Cleaning out the Kiyohara family home, I discovered my father’s Boy Scout uniform shirt carefully packed away in a dusty trunk, in the very back of the garage.
Normally, I’d smile as I always do when given the chance to reconnect with Dad but this time was different.
Having sworn the Boy Scout oath to “do my duty to God and Country,” the National Council of the Boy Scouts of America certified Dad as a Boy Scout in good standing, even though he was locked up in a “relocation” camp.
Dad was a teenager, an American citizen born in the USA, and a native son of California yet forced out of home and illegally imprisoned in a “relocation camp” in the middle of the Arizona desert simply because he was of the son of legal immigrants from Japan.
To this day, the injustice makes me furious.

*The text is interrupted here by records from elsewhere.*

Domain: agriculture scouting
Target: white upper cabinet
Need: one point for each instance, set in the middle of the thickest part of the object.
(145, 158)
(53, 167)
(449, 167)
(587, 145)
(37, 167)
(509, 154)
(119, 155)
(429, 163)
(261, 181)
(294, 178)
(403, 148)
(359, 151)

Yet Dad only told us stories of playing baseball, swimming, fishing, and having fun at “camp” — when I was a child, “camp” sounded pretty cool.
And so I keep this Boy Scout uniform shirt with “POSTON” emblazoned on the sleeve, along with the card that certified Dad was a good scout.
When the Pacific War ended, the Kiyohara family was released from prison camp, settled in Los Angeles, and then Dad was drafted and served honorably in the US Army during the Korean War.
Dad returned home a veteran to find social isolation, economic discrimination, and open racism against “damned Japs, Chinks, and Gooks.”
Brushing all that aside, Dad worked hard as a “Japanese Gardener,” fell in love with Mom, raised three kids, and served as Scoutmaster, Board President, and Elder at a Japanese-American buddhist temple in South Central Los Angeles.
Thank you, Dad, for being a good scout, a true American, and teaching us to never be bitter, to “do a good deed daily” and to “be prepared” for anything life might throw at us.